Effects of prognostic factors on mortality using Cox model

In the univariate analysis – which does not consider LT intervention [Table 1], the unadjusted effects of all prognostic variables, except INR, were found to be significant factors on the patients' survival. According to multiple Cox regression model results, i.e., model 1, there were significant effects on mortality, including aging (HR: 1.03, confidence interval [CI]: 1.02–1.05), ascites complication (HR: 1.40, CI: 1.08–1.82), and high MELD score (HR: 1.07, CI: 1.03–1.12). The hazard of death was 0.97 (CI: 0.72–1.32) fold among patients with AID compared with hepatitis ones. Furthermore, patients with higher creatinine levels had a higher mortality rate (HR = 1.27, CI: 0.86–1.89), but these are not statistically significant in this model [Table 1]. To see the impact of adjusting for LT, we considered it as a fixed-in-time variable and also as a time-dependent variable in models 2 and 3, respectively, and its interactions with other factors considered in model 4, results shown in [Appendix Table 1]a and [Appendix Table 2]a. Finally, in models 5 and 6, we use the conventional approach of “competing risks”, but because of informative censoring results, not valid and related results were reported in [Appendix Table 3]a.

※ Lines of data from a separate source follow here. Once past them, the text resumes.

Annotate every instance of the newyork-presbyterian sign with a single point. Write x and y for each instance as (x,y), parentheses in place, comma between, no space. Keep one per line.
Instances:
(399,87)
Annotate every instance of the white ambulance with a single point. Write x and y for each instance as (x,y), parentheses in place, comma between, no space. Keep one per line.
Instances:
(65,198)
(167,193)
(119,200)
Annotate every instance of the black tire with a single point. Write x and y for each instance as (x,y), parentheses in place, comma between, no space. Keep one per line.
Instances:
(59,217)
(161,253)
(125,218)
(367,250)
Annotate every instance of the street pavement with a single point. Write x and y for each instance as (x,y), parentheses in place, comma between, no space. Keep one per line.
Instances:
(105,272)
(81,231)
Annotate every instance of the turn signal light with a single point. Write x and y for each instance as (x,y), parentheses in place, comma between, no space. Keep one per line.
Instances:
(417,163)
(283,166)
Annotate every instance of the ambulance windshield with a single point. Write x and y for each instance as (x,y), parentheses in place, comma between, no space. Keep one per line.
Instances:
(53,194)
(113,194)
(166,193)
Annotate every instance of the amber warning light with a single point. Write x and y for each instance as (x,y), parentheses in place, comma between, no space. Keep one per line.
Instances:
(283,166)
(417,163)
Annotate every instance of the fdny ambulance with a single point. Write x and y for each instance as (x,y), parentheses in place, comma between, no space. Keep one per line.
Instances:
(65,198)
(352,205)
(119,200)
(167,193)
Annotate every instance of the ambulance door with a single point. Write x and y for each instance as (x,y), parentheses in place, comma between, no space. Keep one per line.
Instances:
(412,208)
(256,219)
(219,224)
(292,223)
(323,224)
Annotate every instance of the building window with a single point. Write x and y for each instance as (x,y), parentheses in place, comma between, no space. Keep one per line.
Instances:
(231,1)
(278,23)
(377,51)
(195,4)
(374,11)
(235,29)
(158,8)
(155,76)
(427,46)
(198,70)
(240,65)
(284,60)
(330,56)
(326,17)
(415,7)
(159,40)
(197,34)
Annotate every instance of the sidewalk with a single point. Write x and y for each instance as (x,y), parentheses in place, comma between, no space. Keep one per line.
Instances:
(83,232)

Effects of prognostic factors on occurrence of LT, mortality with and without LT using Markov multistate model

According to multistate analysis, the probability of remaining in ESLD state – without LT and mortality events – was 82%, 65%, and 38% after 1, 3, and 5 years, respectively. In turn, the probability of waiting list mortality was 8%, 22%, and 33% at 1, 3, and 5 years, respectively. The transition probability of ESLD to LT after 1, 3, and 5 years was 10%, 22%, and 29%, respectively. The rest of the transition probabilities are presented in [Table 2].

The effects of each prognostic factor on death hazard with and without LT and the hazard of LT incident have been investigated by Markov multistate model. Therefore, factors significantly associated with the incidence of LT were as follows: higher MELD score (HR = 1.22, CI: 1.14–1.30), ascites complication (HR = 11.43, CI: 8.64–15.12), less creatinine (HR = 0.34, CI: 0.17–0.68), and fewer INR (HR = 0.55, CI: 0.38–0.81).

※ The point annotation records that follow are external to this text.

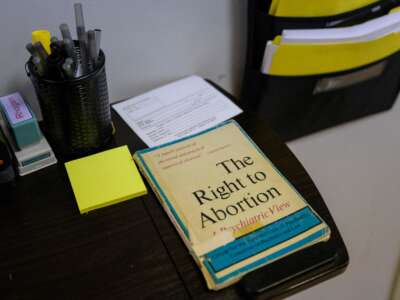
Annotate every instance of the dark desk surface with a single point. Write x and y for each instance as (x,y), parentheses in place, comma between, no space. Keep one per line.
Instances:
(126,251)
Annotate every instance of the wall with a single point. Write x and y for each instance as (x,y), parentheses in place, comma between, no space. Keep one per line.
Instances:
(147,42)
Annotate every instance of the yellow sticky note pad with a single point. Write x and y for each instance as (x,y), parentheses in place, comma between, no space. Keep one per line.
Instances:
(104,179)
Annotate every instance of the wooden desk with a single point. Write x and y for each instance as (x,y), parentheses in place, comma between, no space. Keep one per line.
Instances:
(129,250)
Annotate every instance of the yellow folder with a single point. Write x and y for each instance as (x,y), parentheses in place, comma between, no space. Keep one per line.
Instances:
(313,59)
(315,8)
(104,179)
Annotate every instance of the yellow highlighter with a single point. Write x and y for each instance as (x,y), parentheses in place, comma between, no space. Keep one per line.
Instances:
(42,36)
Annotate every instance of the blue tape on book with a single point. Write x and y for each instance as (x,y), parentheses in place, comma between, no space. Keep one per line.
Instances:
(260,240)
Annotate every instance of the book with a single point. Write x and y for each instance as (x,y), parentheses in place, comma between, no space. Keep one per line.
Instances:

Although ascites complication (HR = 2.34, CI: 1.74–3.16) and higher MELD score (HR = 1.16, CI: 1.09–1.24) significantly affect waiting list mortality, these factors did not affect post-LT survival [Table 2].

The factor associated with a higher risk of mortality with and without LT was older age (HR = 1.03, CI: 1.01–1.06 and HR = 1.03, CI: 1.02–1.04). Mortality risk after LT among AID patients was higher than hepatic ones (HR = 2.53, CI: 1.12-5.73), and higher creatinine increased this risk (HR = 6.87, CI: 1.45–32.56).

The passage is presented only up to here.